Warum Tourismusbetriebe 2026 auf Fokus im Nachhaltigkeitsbereich setzen sollten

Zum Jahreswechsel sind Vorsätze und Zielsetzungen allgegenwärtig: Menschen schmieden Vorsätze, Betriebe schreiben Budget- und Investitionspläne, Destinationen feilen an Strategien für die kommende Saison. Was im Privaten selbstverständlich ist – sich vorzunehmen, was man verändern und verbessern möchte – braucht im Tourismus eine ähnliche Klarheit, gerade wenn es um Nachhaltigkeit geht. Dazu überprüfen wir, was es für die erfolgreiche Umsetzung benötigt.

Vom Berichtsrahmen zur Betriebslogik

In den letzten Monaten hat sich – etwa im Zuge der EU-Omnibus-Initiativen – vermehrt eine Reduktion und Vereinfachung von Berichtspflichten sowie formaler Dokumentation herauskristallisiert. Während dies vorderhand den Anschein erweckt, dass der Druck beim Thema Nachhaltigkeit und ESG nachlässt, zeigt sich bei genauer Betrachtung das Gegenteil:  Der Fokus für Betriebe richtet sich stärker auf die tatsächlichen Aktivitäten im Nachhaltigkeitsbereich und den Umgang mit Fragen im ESG-Kontext. Es geht darum, Nachhaltigkeit wirksam zu gestalten und Aspekte wie Klimarisiken, Energiepreise, Wasserverfügbarkeit, Mitarbeiterfluktuation und regionale Wertschöpfung aktiv und strategisch zu steuern.

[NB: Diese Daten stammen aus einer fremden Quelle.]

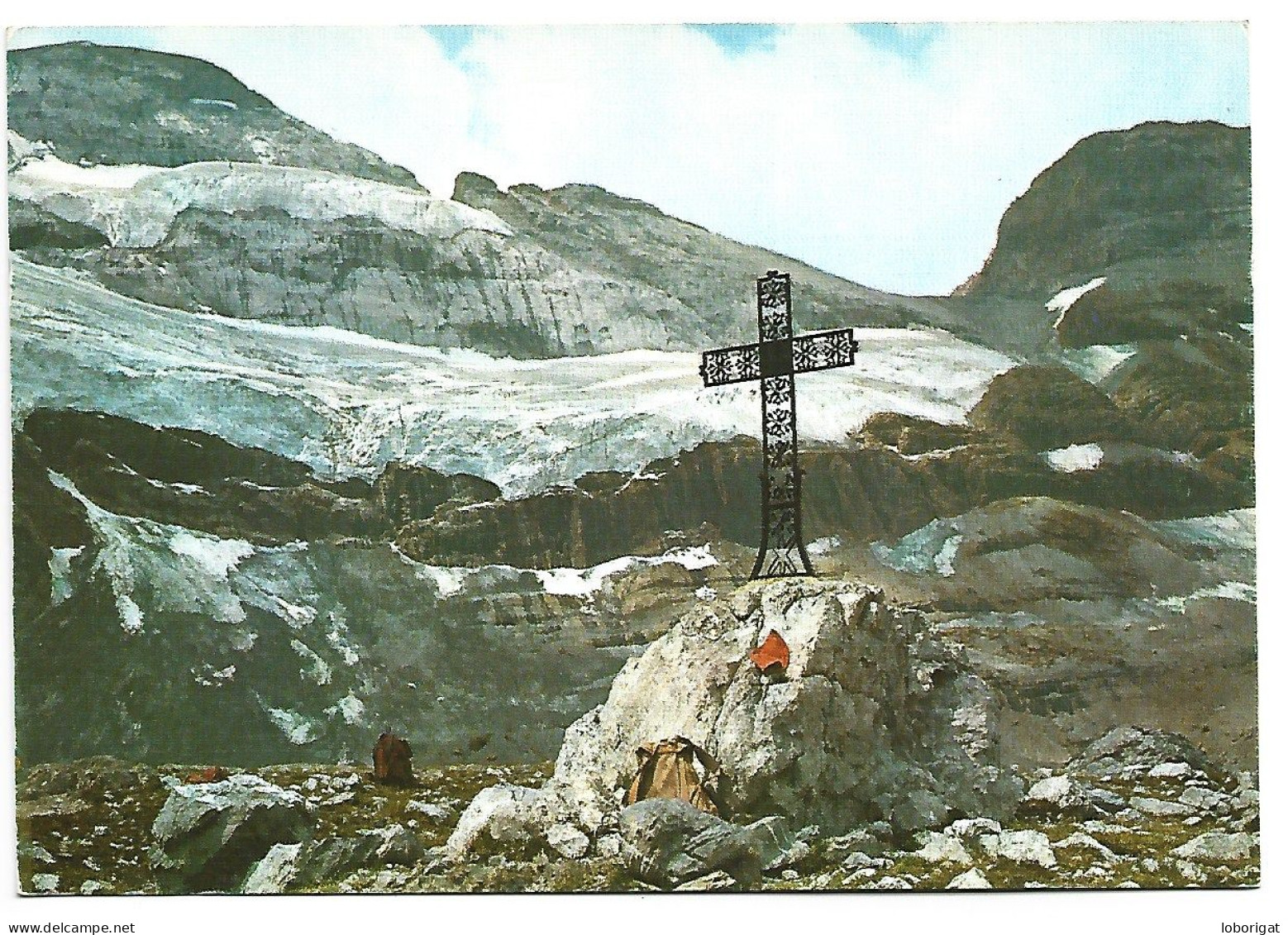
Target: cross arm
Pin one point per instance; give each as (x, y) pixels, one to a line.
(823, 351)
(731, 365)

ESG-Ziele wirken – wenn sie ökonomisch verankert sind

Gerade darin liegt auch eine Chance für Unternehmen: Gut gesetzte Nachhaltigkeitsziele sichern und unterstützen das Geschäftsmodell. Wer in Energieeffizienz, erneuerbare Energien oder intelligente Gebäudeleittechnik investiert, macht sich weniger abhängig von Preissprüngen und Versorgungsrisiken und gewinnt mittelfristig Planungs- und Kalkulationssicherheit. Ein Blick in die Branchenpraxis zeigt, dass wirtschaftlich erfolgreiche Betriebe häufig auch bei Energie- und CO₂-Kennzahlen deutlich besser performen als der Median der Hotellerie. Gleichzeitig sind es Arbeitgeberqualität, Ganzjahresbeschäftigung, faire Entlohnung und Entwicklungsmöglichkeiten, die nicht nur Mitarbeiter binden, sondern sich direkt in Servicequalität, Gästebewertungen und Stammgästeanteil niederschlagen.

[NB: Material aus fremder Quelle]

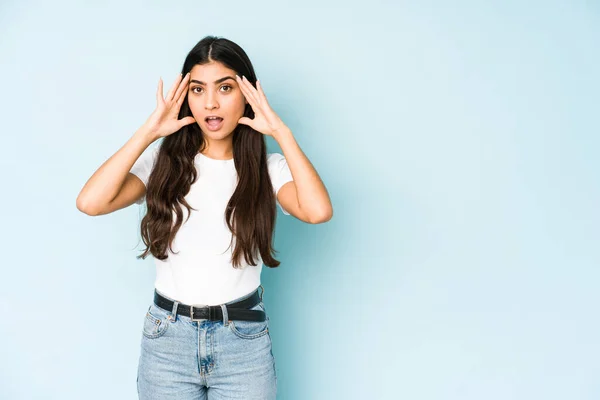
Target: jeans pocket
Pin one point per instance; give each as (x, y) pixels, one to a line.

​Die zentrale Frage lautet daher nicht mehr, ob Tourismusbetriebe sich strategische ESG-Ziele berücksichtigen sollen, sondern wie solche Ziele bestmöglich gesetzt und verfolgt werden.

Fokus statt Überforderung: Die Kunst der richtigen Auswahl

Wie Neujahresvorsätze scheitern Nachhaltigkeitsstrategien oft an Überforderung und Überfrachtung:  Zu viele Themen, zu viele Ziele, zu wenig Klarheit.

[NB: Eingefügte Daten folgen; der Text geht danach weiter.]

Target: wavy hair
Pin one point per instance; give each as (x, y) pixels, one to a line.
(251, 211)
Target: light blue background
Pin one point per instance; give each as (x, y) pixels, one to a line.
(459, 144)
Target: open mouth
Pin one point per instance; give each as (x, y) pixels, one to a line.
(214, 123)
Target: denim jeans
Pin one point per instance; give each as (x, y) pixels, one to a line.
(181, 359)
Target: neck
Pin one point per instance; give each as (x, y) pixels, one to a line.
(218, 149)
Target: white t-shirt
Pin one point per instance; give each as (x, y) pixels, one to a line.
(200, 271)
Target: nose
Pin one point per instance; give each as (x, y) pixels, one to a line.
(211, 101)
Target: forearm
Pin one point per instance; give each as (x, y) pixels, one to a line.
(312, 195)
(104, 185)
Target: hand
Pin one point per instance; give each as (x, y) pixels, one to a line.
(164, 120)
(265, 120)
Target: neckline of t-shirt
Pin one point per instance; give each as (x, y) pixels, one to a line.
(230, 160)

Dabei ist es für Unternehmen nicht zwingend erforderlich, den gesamten Blumenstrauß aller Nachhaltigkeitsthemen abzuarbeiten, sondern jene Handlungsfelder zu identifizieren, die für den eigenen Betrieb und seine Geschäftstätigkeiten relevant sind. Hierzu braucht es strategische Klarheit.

An dieser Stelle schafft ein strukturiertes Vorgehen über eine Wesentlichkeitsanalyse Abhilfe. Bei diesem Prozess werden die Themen und Aspekte der Nachhaltigkeit nach ihrer „doppelten Wesentlichkeit“ bewertet: Welche Auswirkungen hat mein Betrieb auf Umwelt und Gesellschaft? Welche externen Nachhaltigkeitsthemen (z. B. Klimawandel, neue Gesetze) beeinflussen meinen wirtschaftlichen Erfolg?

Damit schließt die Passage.